Por que o Universo existe em vez de ter sido aniquilado logo após o seu nascimento? Esta questão fundamental na física encontra uma nova luz graças a uma colaboração inédita entre dois grandes experimentos científicos.
Os neutrinos, essas partículas fantasmagóricas que atravessam a matéria quase sem interagir, podem guardar a chave para este enigma. O seu estudo preciso permite explorar por que a matéria sobreviveu à antimatéria durante os primeiros instantes cósmicos.

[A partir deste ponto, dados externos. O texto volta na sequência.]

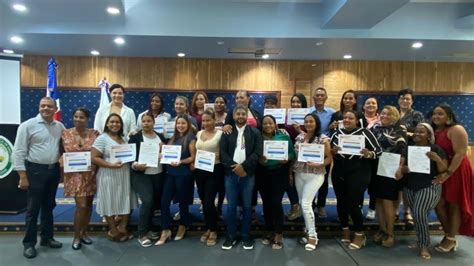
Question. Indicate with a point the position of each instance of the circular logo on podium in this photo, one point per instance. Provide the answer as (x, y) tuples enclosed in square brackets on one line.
[(6, 163)]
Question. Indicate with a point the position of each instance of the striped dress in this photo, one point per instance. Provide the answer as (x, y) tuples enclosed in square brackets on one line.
[(114, 192)]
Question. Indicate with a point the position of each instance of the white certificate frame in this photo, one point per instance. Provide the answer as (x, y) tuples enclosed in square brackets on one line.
[(308, 152), (275, 150), (170, 154), (124, 153), (296, 115), (205, 160), (77, 162), (351, 144)]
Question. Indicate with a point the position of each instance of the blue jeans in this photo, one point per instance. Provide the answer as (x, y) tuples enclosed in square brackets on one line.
[(239, 187)]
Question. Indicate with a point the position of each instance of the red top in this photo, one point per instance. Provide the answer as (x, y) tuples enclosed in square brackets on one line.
[(458, 188)]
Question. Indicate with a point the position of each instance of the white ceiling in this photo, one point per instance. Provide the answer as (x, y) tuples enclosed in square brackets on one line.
[(367, 29)]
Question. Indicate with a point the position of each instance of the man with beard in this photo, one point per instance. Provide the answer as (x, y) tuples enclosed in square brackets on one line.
[(240, 152)]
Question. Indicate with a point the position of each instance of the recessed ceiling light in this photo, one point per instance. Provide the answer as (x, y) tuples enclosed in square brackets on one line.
[(19, 7), (16, 39), (113, 10), (417, 45), (119, 40)]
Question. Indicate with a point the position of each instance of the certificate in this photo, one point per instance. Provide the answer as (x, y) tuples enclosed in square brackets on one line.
[(169, 129), (275, 149), (205, 160), (388, 164), (77, 162), (124, 153), (209, 105), (278, 113), (418, 162), (149, 154), (311, 153), (351, 144), (170, 154), (296, 115), (160, 124)]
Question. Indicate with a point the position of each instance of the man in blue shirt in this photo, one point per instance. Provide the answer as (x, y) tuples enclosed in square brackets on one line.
[(324, 113)]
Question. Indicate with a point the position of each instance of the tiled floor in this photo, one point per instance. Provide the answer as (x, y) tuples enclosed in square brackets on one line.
[(190, 252)]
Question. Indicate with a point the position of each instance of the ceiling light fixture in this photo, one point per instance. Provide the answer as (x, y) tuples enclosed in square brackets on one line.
[(16, 39), (417, 45), (19, 7), (113, 10), (119, 40)]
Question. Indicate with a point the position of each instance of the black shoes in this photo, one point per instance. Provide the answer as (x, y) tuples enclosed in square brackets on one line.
[(229, 243), (29, 252), (86, 240), (247, 244), (51, 243)]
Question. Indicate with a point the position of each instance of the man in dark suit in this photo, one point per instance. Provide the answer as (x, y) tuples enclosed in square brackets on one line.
[(240, 152)]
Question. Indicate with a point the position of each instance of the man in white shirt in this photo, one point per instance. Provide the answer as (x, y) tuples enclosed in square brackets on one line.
[(240, 152), (35, 158)]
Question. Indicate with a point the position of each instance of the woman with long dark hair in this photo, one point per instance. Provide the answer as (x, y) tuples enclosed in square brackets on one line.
[(455, 210), (178, 180), (309, 176)]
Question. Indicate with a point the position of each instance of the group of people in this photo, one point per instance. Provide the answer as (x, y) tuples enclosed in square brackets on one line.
[(241, 171)]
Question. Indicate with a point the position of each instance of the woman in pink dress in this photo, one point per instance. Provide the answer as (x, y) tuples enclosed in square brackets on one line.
[(455, 209), (80, 185)]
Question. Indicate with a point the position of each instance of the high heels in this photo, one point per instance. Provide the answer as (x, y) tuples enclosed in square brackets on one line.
[(453, 246), (180, 233), (358, 242), (165, 236)]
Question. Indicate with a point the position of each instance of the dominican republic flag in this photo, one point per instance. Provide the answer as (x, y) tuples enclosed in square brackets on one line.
[(104, 88), (52, 87)]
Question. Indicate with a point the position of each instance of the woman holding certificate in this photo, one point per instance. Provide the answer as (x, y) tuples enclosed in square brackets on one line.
[(422, 190), (455, 210), (147, 173), (351, 174), (392, 138), (309, 175), (273, 171), (208, 182), (155, 107), (80, 185), (178, 181), (114, 193)]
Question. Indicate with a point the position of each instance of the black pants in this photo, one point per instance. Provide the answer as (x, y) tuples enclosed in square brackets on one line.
[(41, 196), (208, 185), (350, 179), (147, 188), (323, 190), (273, 183)]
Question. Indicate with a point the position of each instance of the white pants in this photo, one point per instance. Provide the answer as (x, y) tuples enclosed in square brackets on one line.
[(307, 185)]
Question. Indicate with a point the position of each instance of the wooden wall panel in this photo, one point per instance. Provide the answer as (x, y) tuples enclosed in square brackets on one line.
[(286, 76)]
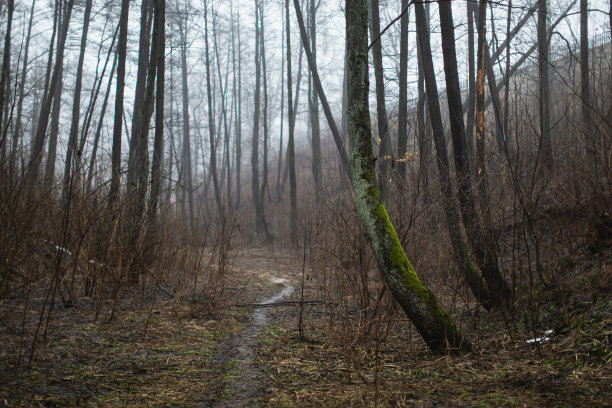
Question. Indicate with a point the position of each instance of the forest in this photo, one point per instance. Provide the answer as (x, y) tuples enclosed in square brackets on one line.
[(306, 203)]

Interior do detector Super-Kamiokande.
Crédito: Kamioka Observatory, ICRR (Institute for Cosmic Ray Research), The University of Tokyo
Pela primeira vez, os experimentos T2K no Japão e NOvA nos Estados Unidos uniram os seus dados. Eles produzem feixes de neutrinos enviados para detectores próximos e distantes, ao longo de centenas de quilômetros. Este método permite observar como essas partículas mudam de tipo enquanto viajam, um fenômeno chamado oscilação (ver abaixo).
Os resultados combinados, publicados na
Nature, oferecem medições muito precisas deste comportamento. Eles ajudam a determinar a ordem das massas dos neutrinos, ou seja, quais tipos são os mais leves. Esta informação influencia a possibilidade de uma violação da simetria entre matéria e antimatéria (explicação no final do artigo).

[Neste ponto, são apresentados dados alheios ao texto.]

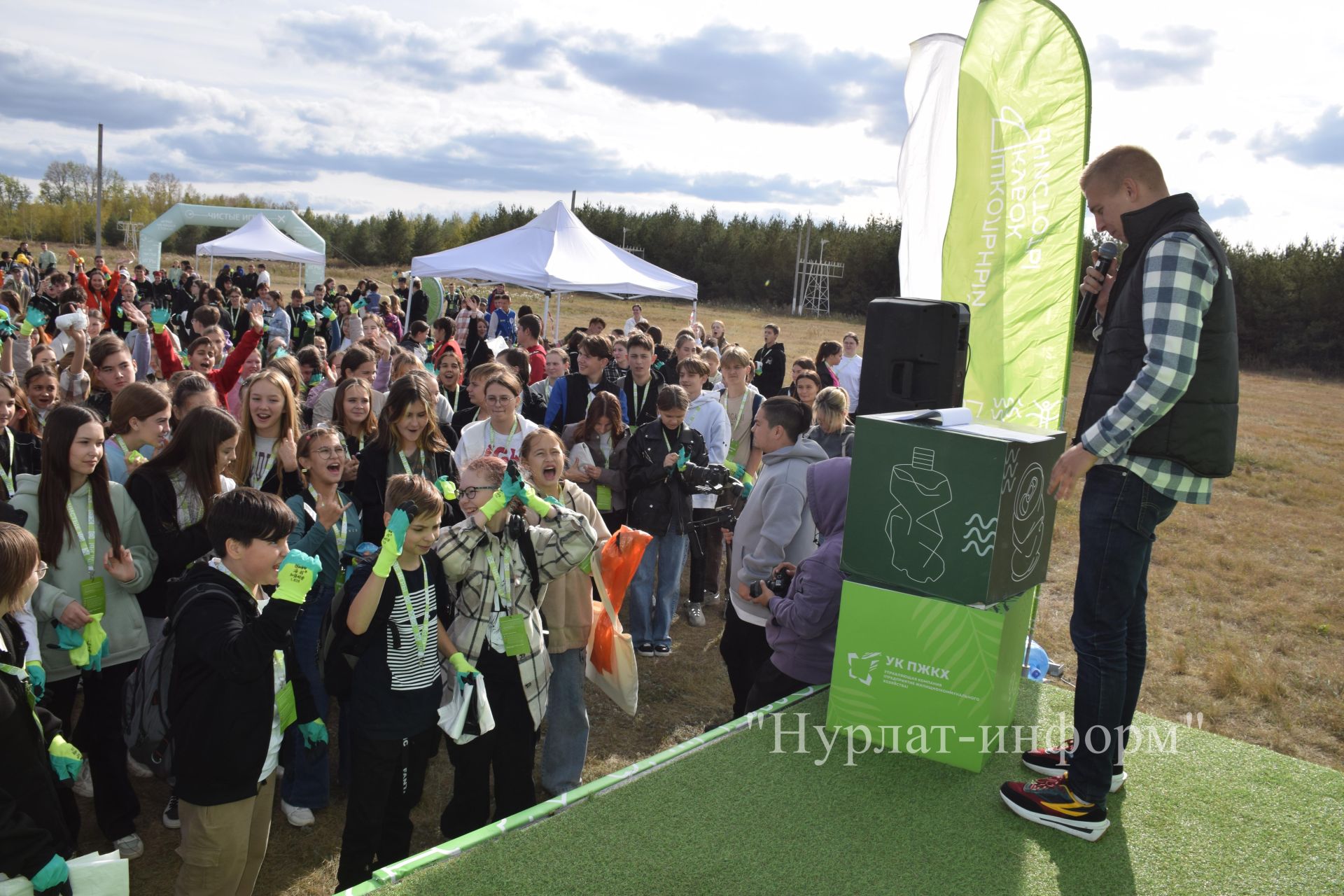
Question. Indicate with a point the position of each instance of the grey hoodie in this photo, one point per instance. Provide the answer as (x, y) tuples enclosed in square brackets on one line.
[(774, 524)]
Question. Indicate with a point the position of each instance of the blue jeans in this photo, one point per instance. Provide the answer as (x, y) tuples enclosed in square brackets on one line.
[(650, 618), (566, 723), (1117, 524), (305, 782)]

Se os neutrinos e os antineutrinos se comportam de maneira diferente, isso pode explicar o desequilíbrio observado no Universo. Apesar de avanços muito bons, os dados atuais ainda não permitem decidir significativamente. Este estudo representa um esforço global envolvendo centenas de investigadores de muitos países.

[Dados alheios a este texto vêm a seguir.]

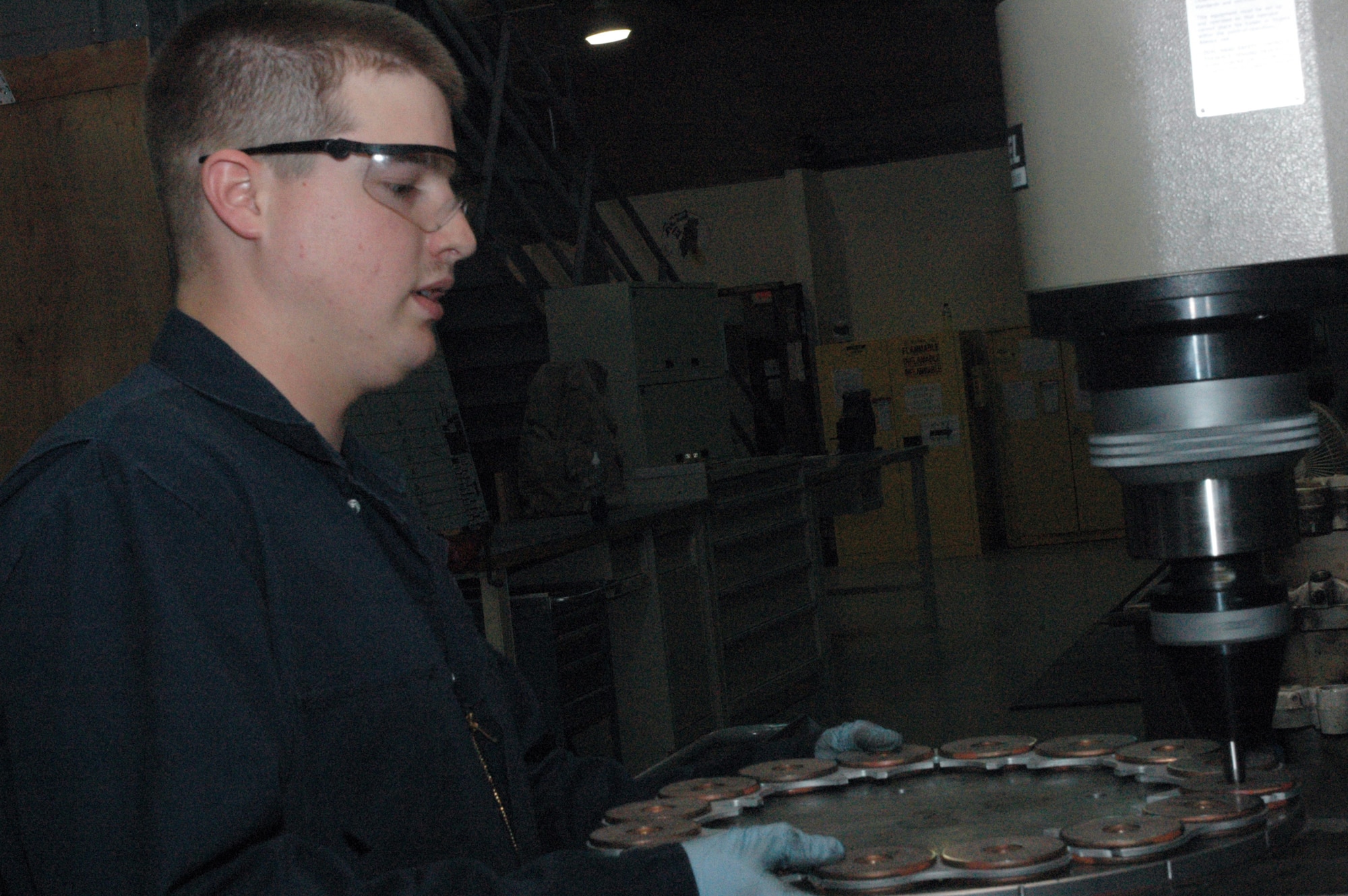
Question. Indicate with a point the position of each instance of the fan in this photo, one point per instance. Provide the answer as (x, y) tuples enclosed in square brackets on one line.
[(1331, 456)]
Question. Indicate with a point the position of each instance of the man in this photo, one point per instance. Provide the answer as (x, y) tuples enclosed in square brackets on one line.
[(231, 658)]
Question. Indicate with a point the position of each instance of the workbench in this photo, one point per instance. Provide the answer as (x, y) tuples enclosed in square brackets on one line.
[(714, 608)]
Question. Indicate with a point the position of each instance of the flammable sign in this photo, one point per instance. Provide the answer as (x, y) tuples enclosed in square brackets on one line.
[(921, 358)]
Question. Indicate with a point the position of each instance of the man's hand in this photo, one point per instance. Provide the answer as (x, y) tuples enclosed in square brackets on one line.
[(739, 863), (857, 736)]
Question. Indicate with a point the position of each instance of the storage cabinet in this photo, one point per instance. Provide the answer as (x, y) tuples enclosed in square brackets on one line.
[(762, 549), (1049, 490), (664, 348), (927, 390)]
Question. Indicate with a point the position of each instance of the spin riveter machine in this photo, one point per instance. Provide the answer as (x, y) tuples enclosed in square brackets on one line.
[(1182, 184)]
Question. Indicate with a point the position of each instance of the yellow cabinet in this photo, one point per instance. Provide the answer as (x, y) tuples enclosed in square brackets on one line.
[(1049, 490), (923, 389)]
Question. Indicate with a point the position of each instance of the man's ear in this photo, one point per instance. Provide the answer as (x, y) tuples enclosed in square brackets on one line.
[(231, 181)]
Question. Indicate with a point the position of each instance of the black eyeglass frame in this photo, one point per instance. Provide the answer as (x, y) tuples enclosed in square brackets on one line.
[(342, 149)]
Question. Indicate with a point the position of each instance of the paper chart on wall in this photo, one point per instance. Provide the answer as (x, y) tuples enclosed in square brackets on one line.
[(1039, 355), (847, 381), (1051, 397), (942, 432), (1018, 398), (923, 399), (884, 416), (1246, 56)]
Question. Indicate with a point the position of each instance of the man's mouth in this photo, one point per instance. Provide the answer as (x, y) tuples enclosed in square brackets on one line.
[(432, 297)]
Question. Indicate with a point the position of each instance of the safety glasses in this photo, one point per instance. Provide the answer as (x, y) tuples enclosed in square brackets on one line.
[(423, 184)]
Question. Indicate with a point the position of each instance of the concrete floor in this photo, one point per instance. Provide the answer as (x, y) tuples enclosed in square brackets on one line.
[(1002, 619)]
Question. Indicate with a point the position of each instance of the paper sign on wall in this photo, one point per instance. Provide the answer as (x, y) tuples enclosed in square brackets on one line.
[(921, 358), (1083, 397), (1018, 398), (884, 416), (1039, 355), (923, 399), (1051, 395), (1246, 56), (796, 362), (847, 381), (942, 432)]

Os experimentos continuam a recolher dados para refinar as análises futuras.
A oscilação dos neutrinos
Os neutrinos existem sob três formas, ou sabores: eletrónico, muónico e tauónico. Ao longo do seu deslocamento, eles podem passar espontaneamente de um sabor para outro. Este fenômeno, denominado oscilação, depende das suas massas e das distâncias percorridas.
A oscilação ocorre porque cada sabor é uma mistura de três estados de massa distintos. Esses estados evoluem de maneira diferente no espaço, o que provoca mudanças periódicas no sabor detetado. É um pouco como se uma cor mudasse para outra em função do caminho seguido.
Os experimentos como o T2K e o NOvA medem essas oscilações enviando feixes de neutrinos por longas distâncias. Comparando os sabores na partida e na chegada, os físicos podem deduzir parâmetros-chave, tais como as diferenças de massa entre os estados.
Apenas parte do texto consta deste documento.